我可以推荐你去美丽汤。汤是一个很好的库,可以解析您的所有html文档。

soup = BeatifulSoup(html_doc)
titleName = soup.title.name

May I recommend you to Beautiful Soup. Soup is a very good lib to parse all of your html document.

soup = BeatifulSoup(html_doc)
titleName = soup.title.name

回答 5

尝试:

title = re.search('<title>(.*)</title>', html, re.IGNORECASE).group(1)

Try:

title = re.search('<title>(.*)</title>', html, re.IGNORECASE).group(1)

回答 6

提供的代码段不能应付Exceptions 我的建议

getattr(re.search(r"<title>(.*)</title>", s, re.IGNORECASE), 'groups', lambda:[u""])()[0]

如果未找到模式或第一个匹配项,则默认情况下返回空字符串。

The provided pieces of code do not cope with Exceptions May I suggest

getattr(re.search(r"<title>(.*)</title>", s, re.IGNORECASE), 'groups', lambda:[u""])()[0]

This returns an empty string by default if the pattern has not been found, or the first match.


回答 7

我认为这足够了:

#!python
import re
pattern = re.compile(r'<title>([^<]*)</title>', re.MULTILINE|re.IGNORECASE)
pattern.search(text)

…假设您的文本(HTML)位于名为“ text”的变量中。

这也假定没有其他HTML标记可以合法地嵌入HTML TITLE标记内部,并且没有办法合法地将任何其他<字符嵌入这样的容器/块中。

但是

不要在Python中使用正则表达式进行HTML解析。使用HTML解析器!(除非您要编写完整的解析器,否则当标准库中已经包含各种HTML,SGML和XML解析器时,这将是一项额外的工作。

如果您处理“真实世界” 标记汤 HTML(通常不符合任何SGML / XML验证器),请使用BeautifulSoup包。它尚未出现在标准库中,但为此目的广泛建议使用。

另一个选项是:lxml …,它是为结构正确(符合标准的HTML)编写的。但是它可以选择退回到使用BeautifulSoup作为解析器:ElementSoup

I’d think this should suffice:

#!python
import re
pattern = re.compile(r'<title>([^<]*)</title>', re.MULTILINE|re.IGNORECASE)
pattern.search(text)

… assuming that your text (HTML) is in a variable named “text.”

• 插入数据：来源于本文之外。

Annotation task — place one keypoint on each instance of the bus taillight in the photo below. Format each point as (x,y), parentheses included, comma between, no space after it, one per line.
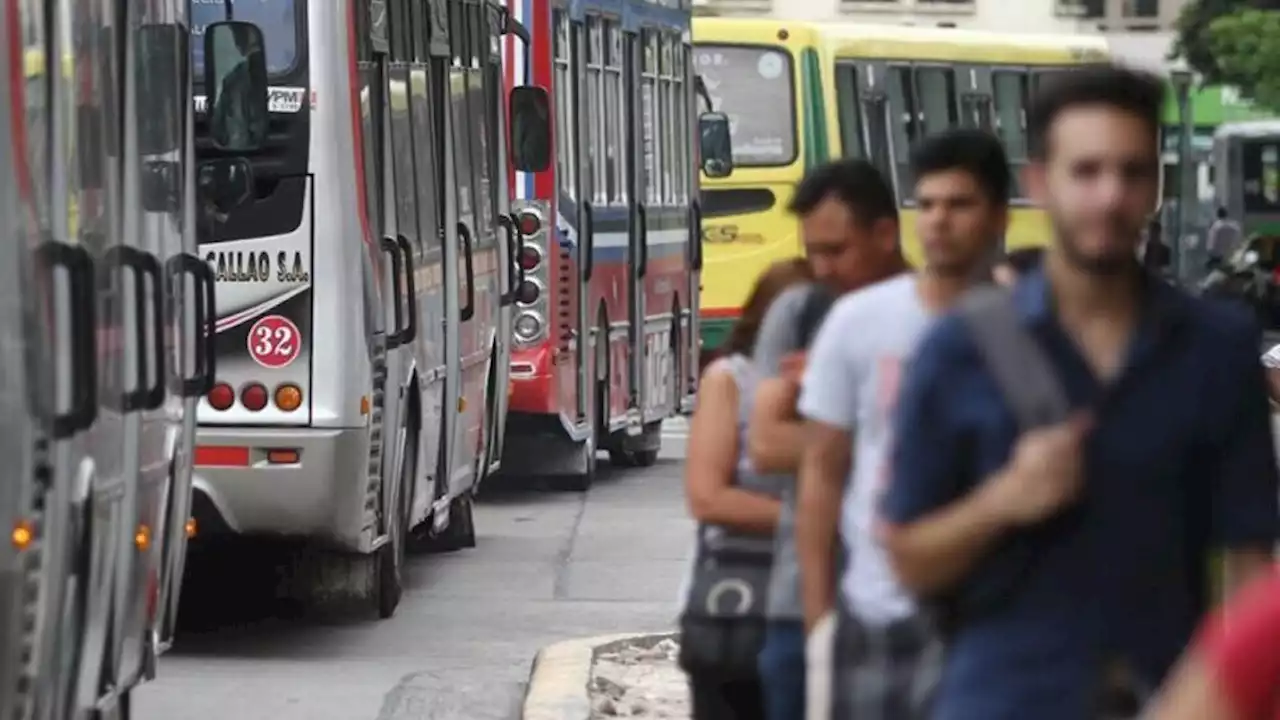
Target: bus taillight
(530,223)
(254,397)
(530,256)
(222,397)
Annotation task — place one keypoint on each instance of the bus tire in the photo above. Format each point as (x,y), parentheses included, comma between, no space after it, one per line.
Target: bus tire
(461,532)
(391,557)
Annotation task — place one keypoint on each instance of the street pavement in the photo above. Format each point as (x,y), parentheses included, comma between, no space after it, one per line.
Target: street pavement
(548,566)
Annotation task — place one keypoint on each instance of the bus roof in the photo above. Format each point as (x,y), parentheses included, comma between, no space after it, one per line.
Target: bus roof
(755,31)
(1249,128)
(891,42)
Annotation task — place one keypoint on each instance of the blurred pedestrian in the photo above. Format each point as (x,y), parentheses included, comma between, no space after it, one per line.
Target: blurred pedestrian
(1015,264)
(886,654)
(1070,554)
(849,219)
(722,624)
(1233,670)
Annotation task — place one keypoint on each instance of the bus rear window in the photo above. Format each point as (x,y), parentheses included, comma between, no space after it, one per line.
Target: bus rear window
(754,86)
(278,19)
(1261,169)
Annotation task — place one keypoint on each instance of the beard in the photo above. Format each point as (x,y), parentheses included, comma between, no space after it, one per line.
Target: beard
(1107,264)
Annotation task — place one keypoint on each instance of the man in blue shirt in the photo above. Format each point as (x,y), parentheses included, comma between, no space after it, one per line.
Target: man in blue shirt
(1073,556)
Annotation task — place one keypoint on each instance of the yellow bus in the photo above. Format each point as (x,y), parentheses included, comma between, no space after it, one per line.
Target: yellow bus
(891,86)
(766,76)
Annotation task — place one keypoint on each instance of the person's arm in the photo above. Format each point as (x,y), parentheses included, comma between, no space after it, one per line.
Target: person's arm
(775,432)
(830,404)
(773,427)
(712,461)
(1243,477)
(935,527)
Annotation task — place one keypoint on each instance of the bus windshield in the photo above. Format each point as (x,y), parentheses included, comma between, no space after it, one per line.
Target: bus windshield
(278,19)
(753,85)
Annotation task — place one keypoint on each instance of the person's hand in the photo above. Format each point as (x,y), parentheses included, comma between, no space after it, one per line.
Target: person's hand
(1045,474)
(791,368)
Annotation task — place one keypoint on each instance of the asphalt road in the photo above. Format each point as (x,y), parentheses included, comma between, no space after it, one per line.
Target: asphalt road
(548,566)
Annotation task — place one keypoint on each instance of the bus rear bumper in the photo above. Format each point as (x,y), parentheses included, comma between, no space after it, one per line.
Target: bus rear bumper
(298,482)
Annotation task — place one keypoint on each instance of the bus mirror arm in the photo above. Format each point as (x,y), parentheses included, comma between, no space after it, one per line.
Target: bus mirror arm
(410,332)
(81,283)
(588,241)
(700,89)
(206,322)
(394,335)
(695,235)
(467,310)
(643,240)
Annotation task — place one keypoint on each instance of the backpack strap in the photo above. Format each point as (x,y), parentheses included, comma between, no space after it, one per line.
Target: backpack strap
(1019,365)
(817,302)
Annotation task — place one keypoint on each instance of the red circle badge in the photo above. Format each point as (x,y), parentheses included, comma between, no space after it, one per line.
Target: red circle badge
(274,342)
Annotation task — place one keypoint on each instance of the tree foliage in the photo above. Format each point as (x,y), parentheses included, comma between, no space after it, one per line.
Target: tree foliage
(1234,42)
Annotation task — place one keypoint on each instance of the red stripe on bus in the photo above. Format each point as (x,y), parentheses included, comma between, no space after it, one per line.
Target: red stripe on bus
(220,456)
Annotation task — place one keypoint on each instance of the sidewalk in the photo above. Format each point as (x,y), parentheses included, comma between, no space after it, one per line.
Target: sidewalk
(632,675)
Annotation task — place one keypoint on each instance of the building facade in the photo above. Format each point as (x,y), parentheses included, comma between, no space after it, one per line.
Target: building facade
(1015,16)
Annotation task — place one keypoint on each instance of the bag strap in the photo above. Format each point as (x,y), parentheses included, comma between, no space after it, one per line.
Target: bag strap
(1019,365)
(817,302)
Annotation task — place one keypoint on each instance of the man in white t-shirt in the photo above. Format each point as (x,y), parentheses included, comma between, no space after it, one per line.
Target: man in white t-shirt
(885,652)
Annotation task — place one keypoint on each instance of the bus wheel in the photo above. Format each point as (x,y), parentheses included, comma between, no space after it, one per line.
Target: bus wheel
(461,532)
(391,556)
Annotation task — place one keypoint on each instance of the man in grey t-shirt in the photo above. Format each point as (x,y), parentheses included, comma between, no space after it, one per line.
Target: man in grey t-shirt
(849,219)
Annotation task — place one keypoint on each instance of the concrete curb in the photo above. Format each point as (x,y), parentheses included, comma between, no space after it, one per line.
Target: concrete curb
(561,675)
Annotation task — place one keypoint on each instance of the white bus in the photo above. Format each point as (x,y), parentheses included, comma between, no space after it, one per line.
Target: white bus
(112,305)
(361,287)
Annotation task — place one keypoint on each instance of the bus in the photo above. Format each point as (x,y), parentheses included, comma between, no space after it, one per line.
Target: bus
(766,74)
(1247,174)
(361,283)
(105,351)
(607,310)
(891,86)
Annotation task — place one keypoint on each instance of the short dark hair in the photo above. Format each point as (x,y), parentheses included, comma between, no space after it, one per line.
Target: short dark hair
(973,151)
(856,183)
(1112,86)
(1024,259)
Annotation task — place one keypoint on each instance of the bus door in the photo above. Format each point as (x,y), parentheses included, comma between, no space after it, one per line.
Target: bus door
(475,242)
(641,165)
(508,249)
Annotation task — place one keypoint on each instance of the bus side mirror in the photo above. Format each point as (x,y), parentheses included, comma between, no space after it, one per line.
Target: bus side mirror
(224,183)
(530,130)
(716,145)
(236,82)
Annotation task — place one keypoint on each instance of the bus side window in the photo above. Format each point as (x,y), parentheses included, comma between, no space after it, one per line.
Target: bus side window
(370,44)
(681,122)
(402,149)
(1010,91)
(462,171)
(594,113)
(478,130)
(649,115)
(937,99)
(424,99)
(562,87)
(615,117)
(904,124)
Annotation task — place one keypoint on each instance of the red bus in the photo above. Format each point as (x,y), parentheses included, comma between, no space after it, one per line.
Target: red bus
(604,336)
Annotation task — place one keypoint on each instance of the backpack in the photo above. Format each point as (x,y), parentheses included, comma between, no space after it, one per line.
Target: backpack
(817,302)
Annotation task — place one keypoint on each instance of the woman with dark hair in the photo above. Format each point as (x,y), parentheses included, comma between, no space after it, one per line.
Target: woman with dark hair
(722,623)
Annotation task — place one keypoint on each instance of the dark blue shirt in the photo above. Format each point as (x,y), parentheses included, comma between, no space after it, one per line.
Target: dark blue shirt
(1179,461)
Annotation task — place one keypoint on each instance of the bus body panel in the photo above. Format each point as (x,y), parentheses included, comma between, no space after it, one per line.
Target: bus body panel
(613,236)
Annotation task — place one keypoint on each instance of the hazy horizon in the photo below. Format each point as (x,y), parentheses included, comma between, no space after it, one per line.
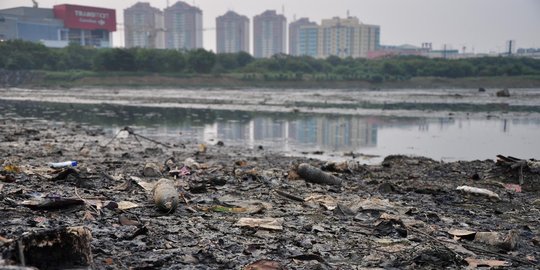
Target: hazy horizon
(479,26)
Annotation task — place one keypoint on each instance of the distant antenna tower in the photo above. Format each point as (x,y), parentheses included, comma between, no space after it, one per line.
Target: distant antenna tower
(510,44)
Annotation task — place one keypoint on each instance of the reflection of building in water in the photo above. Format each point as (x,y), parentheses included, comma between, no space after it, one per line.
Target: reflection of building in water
(333,134)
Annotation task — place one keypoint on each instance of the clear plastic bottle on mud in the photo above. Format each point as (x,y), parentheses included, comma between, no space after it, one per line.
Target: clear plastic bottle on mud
(65,164)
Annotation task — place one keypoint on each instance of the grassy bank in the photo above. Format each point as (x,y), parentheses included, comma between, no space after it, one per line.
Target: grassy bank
(73,79)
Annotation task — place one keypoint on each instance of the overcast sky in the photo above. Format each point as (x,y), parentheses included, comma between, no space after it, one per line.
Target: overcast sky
(479,25)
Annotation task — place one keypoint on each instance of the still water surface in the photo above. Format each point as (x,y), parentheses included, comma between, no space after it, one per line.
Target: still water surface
(446,138)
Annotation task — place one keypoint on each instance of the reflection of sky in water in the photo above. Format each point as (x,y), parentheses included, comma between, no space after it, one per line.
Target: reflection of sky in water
(439,138)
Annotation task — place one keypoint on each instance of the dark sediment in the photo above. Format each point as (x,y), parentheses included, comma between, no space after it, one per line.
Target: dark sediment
(394,215)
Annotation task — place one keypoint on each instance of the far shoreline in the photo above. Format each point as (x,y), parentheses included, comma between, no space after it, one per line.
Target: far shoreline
(84,79)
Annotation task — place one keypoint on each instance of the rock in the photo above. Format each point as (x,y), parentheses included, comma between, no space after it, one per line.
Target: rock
(165,195)
(151,170)
(503,93)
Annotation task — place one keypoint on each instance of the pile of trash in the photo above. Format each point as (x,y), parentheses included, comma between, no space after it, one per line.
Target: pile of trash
(71,196)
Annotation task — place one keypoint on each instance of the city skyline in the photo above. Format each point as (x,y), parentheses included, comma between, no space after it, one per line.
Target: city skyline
(454,24)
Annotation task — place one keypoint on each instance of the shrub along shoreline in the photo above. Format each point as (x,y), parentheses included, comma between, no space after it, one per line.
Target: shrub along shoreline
(76,65)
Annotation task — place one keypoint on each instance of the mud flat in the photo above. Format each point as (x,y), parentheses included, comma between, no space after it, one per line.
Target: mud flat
(249,208)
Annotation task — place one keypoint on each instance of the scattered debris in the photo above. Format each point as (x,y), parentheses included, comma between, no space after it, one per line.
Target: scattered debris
(165,195)
(244,205)
(506,242)
(54,249)
(64,164)
(264,265)
(151,170)
(475,263)
(263,223)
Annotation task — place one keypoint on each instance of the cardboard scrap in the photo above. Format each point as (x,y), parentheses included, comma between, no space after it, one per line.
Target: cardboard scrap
(263,223)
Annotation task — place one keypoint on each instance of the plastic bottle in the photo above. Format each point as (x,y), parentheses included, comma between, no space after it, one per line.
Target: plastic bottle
(65,164)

This also assumes that there are not other HTML tags which can be legally embedded inside of an HTML TITLE tag and no way to legally embed any other < character within such a container/block.

However

Don’t use regular expressions for HTML parsing in Python. Use an HTML parser! (Unless you’re going to write a full parser, which would be a of extra work when various HTML, SGML and XML parsers are already in the standard libraries.

If your handling “real world” tag soup HTML (which is frequently non-conforming to any SGML/XML validator) then use the BeautifulSoup package. It isn’t in the standard libraries (yet) but is wide recommended for this purpose.

Another option is: lxml … which is written for properly structured (standards conformant) HTML. But it has an option to fallback to using BeautifulSoup as a parser: ElementSoup.